The organisation now consists of around 1000 teams and 14,000 staff. There are no – I repeat, no – middle managers. Teams and team members have access to coaches, but the coaches do not behave like managers. For 14,000 staff, the head office consists of around 70 people. Client satisfaction is above the industry average. It has won Employer of the Year award for the Netherlands on multiple occasions. It pays frontline staff above the industry average. Its financial success has been such that it is has financed all of its remarkable growth itself. Buurtzorg is now a role model within Dutch industry generally, with more and more Dutch not-for-profits and for-profits adopting a simpler, purpose-driven style. Buurtzorg is also regarded as a role model by many Australian organisations, including in nursing and disability support, and increasingly across other sectors.
Even traditional organisations can learn from the approach by asking the question: ‘What if we put our mission, our core purpose, front and centre and made this the touchstone of everything we do?’ When presented with proposals for new systems or policies and procedures, organisations might also ask: ‘Can we do things more simply?’ Sometimes, less is more. Sometimes, adding to our organisation’s complexity merely gives an illusion of control, with the real world of the interaction between frontline staff and their customers unaffected.
The ‘keep it simple’ approach can be applied to the work of boards. I have certainly been on boards where concern for elegant and comprehensive plans and policies seemed to detract from the focus on achieving the organisation’s actual mission.

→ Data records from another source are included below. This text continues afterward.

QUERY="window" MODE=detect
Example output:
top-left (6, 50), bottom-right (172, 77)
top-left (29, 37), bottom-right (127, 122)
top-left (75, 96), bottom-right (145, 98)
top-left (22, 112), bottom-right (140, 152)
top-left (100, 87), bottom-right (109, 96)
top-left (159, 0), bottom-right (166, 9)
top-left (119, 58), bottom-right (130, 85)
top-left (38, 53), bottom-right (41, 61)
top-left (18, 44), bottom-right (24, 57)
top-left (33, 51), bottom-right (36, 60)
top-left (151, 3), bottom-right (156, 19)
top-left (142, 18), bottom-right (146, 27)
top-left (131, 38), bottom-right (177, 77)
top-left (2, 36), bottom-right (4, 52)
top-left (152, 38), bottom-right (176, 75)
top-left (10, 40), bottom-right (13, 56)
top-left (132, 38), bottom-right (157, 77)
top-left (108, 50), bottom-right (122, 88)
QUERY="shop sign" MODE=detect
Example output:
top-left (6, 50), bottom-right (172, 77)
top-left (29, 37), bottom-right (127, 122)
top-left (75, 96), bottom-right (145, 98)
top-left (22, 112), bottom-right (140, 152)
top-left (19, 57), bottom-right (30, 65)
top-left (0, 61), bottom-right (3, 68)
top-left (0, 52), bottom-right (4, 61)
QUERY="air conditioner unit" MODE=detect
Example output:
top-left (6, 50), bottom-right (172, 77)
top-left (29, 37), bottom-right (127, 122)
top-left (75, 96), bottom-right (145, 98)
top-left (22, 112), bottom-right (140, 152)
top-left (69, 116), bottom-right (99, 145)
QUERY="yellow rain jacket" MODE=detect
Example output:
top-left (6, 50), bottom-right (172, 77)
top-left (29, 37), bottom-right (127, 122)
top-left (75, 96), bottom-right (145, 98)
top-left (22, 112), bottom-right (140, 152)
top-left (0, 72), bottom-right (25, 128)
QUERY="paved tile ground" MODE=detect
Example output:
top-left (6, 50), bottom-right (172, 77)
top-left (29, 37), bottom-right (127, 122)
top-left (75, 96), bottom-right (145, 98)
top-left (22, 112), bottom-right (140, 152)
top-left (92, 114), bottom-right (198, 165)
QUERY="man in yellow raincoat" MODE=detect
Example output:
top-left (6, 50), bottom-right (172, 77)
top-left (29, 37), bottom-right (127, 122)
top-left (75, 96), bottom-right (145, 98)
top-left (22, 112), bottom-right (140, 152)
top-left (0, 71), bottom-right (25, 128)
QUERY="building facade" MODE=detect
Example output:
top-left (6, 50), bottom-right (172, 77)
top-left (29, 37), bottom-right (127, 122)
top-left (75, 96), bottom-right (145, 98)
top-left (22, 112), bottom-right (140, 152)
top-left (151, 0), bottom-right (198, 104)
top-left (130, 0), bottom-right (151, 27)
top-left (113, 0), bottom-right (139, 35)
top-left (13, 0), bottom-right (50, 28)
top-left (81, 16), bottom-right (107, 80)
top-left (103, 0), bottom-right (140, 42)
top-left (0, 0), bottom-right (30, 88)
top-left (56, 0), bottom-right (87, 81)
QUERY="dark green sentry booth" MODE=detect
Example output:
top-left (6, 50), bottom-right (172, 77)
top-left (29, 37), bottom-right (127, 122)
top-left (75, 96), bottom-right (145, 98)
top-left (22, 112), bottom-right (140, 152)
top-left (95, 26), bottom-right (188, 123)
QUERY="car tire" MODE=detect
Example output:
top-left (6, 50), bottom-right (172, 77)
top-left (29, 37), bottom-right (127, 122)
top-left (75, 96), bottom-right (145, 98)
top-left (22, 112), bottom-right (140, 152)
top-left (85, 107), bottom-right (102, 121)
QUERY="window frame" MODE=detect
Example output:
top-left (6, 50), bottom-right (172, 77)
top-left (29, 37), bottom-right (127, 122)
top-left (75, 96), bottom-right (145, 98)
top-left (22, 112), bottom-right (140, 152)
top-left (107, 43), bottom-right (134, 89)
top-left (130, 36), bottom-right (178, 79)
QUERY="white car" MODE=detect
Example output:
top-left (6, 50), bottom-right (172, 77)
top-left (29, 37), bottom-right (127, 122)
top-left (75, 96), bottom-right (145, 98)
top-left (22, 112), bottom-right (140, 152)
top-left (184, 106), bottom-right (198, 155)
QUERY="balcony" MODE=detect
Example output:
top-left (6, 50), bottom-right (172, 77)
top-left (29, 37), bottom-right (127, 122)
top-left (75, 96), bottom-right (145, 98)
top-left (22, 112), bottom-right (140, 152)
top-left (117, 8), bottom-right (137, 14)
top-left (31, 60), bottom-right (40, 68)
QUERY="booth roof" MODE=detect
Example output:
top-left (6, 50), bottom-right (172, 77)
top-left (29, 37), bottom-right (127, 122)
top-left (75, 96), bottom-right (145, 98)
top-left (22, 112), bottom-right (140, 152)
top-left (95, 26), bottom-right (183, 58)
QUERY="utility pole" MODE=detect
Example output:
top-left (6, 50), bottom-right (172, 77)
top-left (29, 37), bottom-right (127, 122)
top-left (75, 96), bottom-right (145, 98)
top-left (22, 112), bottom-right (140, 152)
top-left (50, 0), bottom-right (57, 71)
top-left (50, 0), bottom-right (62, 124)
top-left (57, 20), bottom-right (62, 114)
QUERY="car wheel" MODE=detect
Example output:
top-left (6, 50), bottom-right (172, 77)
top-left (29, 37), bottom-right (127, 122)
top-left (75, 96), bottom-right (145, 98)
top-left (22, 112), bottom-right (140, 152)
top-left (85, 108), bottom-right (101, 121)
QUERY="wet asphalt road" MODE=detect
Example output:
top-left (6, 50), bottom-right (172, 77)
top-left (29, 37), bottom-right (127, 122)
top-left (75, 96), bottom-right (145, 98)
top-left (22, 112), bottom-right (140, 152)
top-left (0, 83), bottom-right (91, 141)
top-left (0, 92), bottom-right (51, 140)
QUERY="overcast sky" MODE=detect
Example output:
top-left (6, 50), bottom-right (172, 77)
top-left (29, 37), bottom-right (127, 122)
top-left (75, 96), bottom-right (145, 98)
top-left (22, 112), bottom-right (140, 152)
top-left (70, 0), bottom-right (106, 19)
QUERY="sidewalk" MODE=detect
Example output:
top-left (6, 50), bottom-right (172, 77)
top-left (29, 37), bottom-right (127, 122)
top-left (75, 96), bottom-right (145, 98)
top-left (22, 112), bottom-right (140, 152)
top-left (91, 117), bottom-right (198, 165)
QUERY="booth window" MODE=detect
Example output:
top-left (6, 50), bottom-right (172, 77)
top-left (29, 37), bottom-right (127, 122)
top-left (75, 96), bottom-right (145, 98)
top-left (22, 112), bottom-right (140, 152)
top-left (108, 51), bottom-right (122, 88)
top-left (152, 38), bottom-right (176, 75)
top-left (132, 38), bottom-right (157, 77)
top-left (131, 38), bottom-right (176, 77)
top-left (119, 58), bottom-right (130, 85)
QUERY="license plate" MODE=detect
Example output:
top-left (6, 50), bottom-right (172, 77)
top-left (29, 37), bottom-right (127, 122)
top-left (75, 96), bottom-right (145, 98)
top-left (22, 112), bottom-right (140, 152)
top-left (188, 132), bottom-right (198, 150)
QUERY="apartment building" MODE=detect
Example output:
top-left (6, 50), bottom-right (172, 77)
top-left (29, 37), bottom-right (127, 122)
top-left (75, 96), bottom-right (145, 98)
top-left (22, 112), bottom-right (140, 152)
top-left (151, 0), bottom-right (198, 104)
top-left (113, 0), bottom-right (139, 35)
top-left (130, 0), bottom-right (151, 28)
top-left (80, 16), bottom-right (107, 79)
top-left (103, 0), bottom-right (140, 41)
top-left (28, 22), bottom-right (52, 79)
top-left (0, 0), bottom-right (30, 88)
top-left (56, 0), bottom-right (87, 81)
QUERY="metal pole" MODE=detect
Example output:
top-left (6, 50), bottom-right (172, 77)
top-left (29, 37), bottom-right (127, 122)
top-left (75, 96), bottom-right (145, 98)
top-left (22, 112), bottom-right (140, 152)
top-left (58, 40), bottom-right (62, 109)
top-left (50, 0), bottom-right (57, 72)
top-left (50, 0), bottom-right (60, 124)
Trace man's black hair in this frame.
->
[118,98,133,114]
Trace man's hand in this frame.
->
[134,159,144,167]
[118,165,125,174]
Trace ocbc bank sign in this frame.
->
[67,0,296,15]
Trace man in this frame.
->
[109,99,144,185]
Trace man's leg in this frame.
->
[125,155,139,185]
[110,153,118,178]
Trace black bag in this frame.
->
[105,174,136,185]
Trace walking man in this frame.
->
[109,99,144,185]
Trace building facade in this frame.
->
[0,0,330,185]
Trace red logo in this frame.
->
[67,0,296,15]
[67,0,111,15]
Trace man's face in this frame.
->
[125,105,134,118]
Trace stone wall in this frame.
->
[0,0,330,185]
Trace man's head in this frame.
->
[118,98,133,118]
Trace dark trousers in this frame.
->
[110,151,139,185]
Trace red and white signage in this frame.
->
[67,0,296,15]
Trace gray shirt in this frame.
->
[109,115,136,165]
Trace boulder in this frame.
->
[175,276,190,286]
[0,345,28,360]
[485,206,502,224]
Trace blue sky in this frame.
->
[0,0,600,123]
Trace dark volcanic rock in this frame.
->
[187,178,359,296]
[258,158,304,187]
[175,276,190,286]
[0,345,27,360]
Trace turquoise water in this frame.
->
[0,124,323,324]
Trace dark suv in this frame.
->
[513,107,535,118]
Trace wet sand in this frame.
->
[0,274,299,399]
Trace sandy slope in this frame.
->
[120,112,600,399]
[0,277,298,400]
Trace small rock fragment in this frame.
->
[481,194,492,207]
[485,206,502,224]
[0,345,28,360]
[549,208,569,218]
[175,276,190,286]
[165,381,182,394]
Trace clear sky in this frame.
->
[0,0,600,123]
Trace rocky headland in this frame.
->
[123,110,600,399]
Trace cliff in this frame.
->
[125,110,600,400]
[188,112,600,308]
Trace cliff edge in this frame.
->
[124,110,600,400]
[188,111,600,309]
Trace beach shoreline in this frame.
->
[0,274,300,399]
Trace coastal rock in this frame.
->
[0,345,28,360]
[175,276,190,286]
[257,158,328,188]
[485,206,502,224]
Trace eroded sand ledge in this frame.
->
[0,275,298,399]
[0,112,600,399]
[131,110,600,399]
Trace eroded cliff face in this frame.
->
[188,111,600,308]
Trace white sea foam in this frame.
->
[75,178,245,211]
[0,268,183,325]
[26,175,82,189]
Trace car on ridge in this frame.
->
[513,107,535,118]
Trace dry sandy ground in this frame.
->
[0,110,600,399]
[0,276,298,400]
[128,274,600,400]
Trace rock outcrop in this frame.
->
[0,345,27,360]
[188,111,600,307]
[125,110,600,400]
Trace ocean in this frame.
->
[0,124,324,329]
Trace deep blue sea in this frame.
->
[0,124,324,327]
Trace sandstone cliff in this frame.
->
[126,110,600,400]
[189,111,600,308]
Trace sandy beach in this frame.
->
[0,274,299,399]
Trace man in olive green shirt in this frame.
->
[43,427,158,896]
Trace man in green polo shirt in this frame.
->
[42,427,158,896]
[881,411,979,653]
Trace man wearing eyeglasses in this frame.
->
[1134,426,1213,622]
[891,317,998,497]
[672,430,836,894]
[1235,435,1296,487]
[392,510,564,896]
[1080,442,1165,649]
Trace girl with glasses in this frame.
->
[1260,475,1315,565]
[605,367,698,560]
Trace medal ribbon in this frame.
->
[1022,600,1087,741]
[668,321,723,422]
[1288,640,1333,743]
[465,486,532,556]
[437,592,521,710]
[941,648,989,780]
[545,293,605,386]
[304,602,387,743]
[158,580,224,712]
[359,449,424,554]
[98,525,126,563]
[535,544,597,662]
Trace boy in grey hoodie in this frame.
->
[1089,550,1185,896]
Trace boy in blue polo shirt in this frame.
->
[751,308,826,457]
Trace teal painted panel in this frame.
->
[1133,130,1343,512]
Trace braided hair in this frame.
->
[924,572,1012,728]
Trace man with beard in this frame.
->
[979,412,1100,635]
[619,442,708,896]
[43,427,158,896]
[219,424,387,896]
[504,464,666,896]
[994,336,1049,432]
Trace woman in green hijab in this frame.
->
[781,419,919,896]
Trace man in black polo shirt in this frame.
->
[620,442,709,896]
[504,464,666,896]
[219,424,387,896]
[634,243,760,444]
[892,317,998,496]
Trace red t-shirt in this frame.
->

We know from the example of Buurtzorg’s board in its early days, and from other examples recounted in Frederic Laloux’s book, that boards can sometimes struggle with their role and work under this more purpose-driven approach. Six key suggestions that may be drawn from this to assist boards to be more purpose-driven are below:
- Understand the purpose-driven approach;
- Help put the purpose into purpose-driven;
- Be open to different approaches to control and accountability;
- Use the purpose-driven approach when things go wrong, and;
- Increase transparency and accountability by allowing access to financial and performance data;
- But, don’t get caught up in the hype.